Tax Education: The A.B.C of Input and Output VAT

Input VAT is the VAT a taxable person pays on taxable goods and services purchased from a supplier. This VAT is usually paid to the supplier alongside the value of goods and services supplied.

Output VAT is simply the VAT on sales of good and services, collectible by the seller. Section 14 (4) states that where a person to whom taxable supplies is made in Nigeria is issued an invoice on which no tax is charged, such a person should self-account for the tax payable and remit the output VAT to FIRS.

Set-Off of Input VAT against Output VAT

The extant law permits a taxable person to set-off the input VAT paid on taxable goods/services purchased, from the output VAT received on good/services supplied/sold, and remit the excess to FIRS.

Example 1:

Ahmed Enterprise purchases goods worth N5million (with an input VAT of N250,000) and sold the goods for N7million (collecting an output VAT of N350,000).

The above scenario means that Ahmed Enterprise, while filing its VAT returns, is expected to remit the sum of N100,000). This is the excess of the output VAT over the input VAT.

However, if the input VAT exceeds the output VAT, Section 16 (1b) of the VAT Act (as amended) permits the taxable person to utilize the credit against subsequent months.

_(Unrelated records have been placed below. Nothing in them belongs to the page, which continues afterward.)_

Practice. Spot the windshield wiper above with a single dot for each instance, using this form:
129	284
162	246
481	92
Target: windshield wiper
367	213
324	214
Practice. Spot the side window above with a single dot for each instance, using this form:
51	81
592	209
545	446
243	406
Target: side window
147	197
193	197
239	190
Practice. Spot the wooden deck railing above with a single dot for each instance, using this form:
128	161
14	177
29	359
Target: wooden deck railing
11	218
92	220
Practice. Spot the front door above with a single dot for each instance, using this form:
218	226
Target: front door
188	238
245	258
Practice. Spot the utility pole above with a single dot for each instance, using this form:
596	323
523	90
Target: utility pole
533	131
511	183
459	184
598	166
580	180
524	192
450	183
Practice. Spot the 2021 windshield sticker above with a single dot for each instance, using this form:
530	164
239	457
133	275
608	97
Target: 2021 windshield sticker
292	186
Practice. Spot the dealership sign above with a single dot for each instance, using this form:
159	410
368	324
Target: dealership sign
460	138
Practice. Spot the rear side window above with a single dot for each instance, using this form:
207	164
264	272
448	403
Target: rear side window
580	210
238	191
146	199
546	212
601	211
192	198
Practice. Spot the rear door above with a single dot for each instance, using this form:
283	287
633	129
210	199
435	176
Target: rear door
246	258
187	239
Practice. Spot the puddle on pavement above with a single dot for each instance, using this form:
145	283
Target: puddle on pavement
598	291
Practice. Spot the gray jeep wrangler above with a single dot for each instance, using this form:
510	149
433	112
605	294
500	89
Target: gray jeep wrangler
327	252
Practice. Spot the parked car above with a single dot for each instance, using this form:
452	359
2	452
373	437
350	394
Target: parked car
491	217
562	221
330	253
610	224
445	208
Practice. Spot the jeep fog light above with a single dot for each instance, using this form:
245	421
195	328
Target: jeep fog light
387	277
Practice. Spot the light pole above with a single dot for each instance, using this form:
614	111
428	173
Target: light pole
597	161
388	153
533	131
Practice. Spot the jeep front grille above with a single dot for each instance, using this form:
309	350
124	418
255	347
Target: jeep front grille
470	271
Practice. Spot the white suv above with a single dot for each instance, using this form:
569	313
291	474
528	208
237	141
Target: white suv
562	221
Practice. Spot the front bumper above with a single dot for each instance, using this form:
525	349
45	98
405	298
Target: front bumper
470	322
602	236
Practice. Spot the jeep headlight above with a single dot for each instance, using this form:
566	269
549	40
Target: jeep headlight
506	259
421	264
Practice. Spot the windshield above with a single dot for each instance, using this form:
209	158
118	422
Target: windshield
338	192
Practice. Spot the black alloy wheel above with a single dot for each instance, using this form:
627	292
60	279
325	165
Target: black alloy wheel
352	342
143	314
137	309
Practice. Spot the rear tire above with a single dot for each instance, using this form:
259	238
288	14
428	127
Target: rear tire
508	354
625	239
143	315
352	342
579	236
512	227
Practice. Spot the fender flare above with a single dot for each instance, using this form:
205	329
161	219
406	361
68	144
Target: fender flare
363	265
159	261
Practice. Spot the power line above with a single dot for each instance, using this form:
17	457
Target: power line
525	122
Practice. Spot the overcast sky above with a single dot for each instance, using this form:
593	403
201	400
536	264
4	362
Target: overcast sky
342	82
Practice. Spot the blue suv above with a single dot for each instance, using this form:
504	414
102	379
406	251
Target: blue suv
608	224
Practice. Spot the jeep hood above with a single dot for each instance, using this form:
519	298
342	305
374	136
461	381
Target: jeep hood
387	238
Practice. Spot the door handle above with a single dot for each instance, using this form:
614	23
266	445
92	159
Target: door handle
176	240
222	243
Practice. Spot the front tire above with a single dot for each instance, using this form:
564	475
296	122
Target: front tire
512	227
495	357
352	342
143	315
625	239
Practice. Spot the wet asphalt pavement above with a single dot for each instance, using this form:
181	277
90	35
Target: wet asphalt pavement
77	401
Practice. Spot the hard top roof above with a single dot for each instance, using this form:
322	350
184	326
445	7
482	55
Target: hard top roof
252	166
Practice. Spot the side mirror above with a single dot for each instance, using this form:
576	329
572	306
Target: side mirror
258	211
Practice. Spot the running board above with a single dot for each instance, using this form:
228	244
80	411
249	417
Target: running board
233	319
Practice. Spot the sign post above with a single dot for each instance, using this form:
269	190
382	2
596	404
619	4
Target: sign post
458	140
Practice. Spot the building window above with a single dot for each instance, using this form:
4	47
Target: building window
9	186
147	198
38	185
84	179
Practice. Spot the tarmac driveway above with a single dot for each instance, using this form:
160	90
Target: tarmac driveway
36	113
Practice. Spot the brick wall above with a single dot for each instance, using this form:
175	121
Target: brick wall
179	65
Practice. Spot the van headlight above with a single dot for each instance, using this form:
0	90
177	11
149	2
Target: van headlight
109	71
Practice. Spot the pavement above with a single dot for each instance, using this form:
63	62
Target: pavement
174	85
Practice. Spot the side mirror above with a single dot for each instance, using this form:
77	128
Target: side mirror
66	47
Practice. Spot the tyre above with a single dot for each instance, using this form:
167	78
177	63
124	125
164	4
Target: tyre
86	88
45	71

Input VAT not allowed for set-off against Output VAT

The VAT Act specifies the input VAT that will be allowed as a deduction from output VAT. Section 17 states the allowable deduction shall be limited to the tax on goods purchased or imported directly for resale and goods which form the stock-in-trade used for direct production of any new product on which the output VAT is charged.

The section however provides the treatment of input VAT on costs not allowed as deduction from output VAT as follows:

  1. Input VAT on any overhead, service, and general administration of any business should be expended through the income statement (profit and loss accounts); and
  2. Input VAT on any capital item and asset should be capitalized along with cost of the capital item and asset.  

Example 2:

Jide Enterprises has the following sales and cost records:

  1. Sales of goods                            –           N7million (output VAT of N350,000)
  2. Purchase of goods for resale  –           N5million (input VAT of N250,000)
  3. Purchase of Office Generator –           N500,000 (input VAT of N50,000)
  4. Audit Fees                                   –           N1million (input VAT of N100,000)

Based on provisions of the extant law, the company will set-off the input VAT of N250,000 on the purchase of goods for resale against the output VAT of N350,000 on goods sold and remit the sum of N100,000 to the FIRS.

However, while the input VAT on the audit fees will be expended into the income statement, the VAT on the purchase of generator will be capitalized with cost of the asset. In other words, both input VAT are not allowed as deduction from output VAT.